Eight months after its two-night stand at the Troubadour, White Denim returned to Los Angeles. Ostensibly for the final night of its current tour, in essence this was the last day of a run that began in late 2013 with the release of Corsicana Lemonade and has taken the Austin, Texas quartet globetrotting for the past 12 months in support of that breakthrough album. All signs point to a return to the studio and a forthcoming release in the new year, but on this evening at the Fonda Theater, White Denim celebrated with a 90-minute blitzing barrage of guitar rock that encapsulated much of the band’s eight-year history.

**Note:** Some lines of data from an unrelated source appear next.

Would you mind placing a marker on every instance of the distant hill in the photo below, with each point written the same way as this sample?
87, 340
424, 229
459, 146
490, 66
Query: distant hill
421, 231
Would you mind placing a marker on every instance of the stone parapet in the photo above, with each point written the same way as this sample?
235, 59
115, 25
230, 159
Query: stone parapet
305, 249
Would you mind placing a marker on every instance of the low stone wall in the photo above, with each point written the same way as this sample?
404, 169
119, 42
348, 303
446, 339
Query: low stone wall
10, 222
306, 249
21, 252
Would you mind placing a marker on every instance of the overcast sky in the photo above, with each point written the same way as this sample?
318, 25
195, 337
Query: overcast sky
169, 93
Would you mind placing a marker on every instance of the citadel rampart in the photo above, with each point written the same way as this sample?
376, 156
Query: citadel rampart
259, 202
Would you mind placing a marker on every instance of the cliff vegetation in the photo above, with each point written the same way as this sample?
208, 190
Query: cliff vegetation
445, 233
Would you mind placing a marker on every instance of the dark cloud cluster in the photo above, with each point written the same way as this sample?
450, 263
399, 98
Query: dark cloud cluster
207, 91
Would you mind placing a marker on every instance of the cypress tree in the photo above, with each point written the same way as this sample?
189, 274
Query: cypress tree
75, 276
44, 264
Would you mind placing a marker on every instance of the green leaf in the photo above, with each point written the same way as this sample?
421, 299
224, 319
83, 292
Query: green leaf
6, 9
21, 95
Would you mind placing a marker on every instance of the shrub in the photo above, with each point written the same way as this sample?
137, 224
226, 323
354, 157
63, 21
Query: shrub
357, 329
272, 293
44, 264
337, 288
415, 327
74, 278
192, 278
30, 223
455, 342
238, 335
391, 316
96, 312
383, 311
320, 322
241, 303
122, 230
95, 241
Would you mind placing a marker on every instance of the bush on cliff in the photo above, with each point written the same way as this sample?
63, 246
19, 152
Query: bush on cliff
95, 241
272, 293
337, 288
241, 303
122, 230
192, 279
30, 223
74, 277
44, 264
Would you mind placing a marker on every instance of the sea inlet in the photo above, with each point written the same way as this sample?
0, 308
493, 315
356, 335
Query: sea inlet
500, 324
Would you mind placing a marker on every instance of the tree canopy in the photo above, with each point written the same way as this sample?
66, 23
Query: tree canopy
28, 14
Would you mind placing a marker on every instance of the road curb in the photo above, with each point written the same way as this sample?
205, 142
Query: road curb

Stomping as it swung, “Pretty Green” raised the curtain, followed closely by the Corsicana title cut and D’s “River to Consider,” with the track’s fluttering flute supplanted by guitarist Austin Jenkins’ fluid fretwork. After the sunburnt staccato soul of “Comeback” bled into “At the Farm,” then “Keys,” the foursome revisited its latest with the shuffling “Distant Relative Salute” and angular drive of “Limited by Statute.” The vintage movie house shuttered with each downbeat crash of Josh Block’s drumming, the bottom-end rumble of Steve Terebecki’s bass, nevermore than on the “WDA” jam that emerged from “Cheer Up/Blues Ending,” itself a vehicle for the prodigious vocal range of James Petralli, whose ability to climb neck-stretching octaves, slide behind the beat, or bare his falsetto, such as on the mesmerizing “Street Joy,” separates these very talented musicians from being just another band of players demonstrating their dexterity.

Not to suggest White Denim’s instrumental prowess isn’t worthy of comment, as the psychedelic cascades of “Mirrored and Reverse,” or “Radio Milk,” with syncopations and diversions careening in turns melodic, harmonic, dissonant, and delicate, envelop and explode while sidestepping arena rock histrionics or cliched melancholic affectation. Petralli and Jenkins are contrasting bookends, the former in constant motion, hunching over his semi-hollowbody or dialing in a foot-pedaled effect, while the latter remains mostly in fixed position, knee bent slightly forward, dressed in a button-down and an indefatigable grin. Together, they form a duo of punky-prog auricular collision equally nuanced and wailing.

Hammering home this final, exhaustive performance of 2014, for an encore there really wasn’t anything left to do except take off clothing, something Petralli warned against earlier in the evening, and Terebecki rebuffed, as it were, returning bare-chested to the stage a few seconds after his mates for “All You Really Have To Do.” It made sense. White Denim had given the audience everything, including the shirt off its back.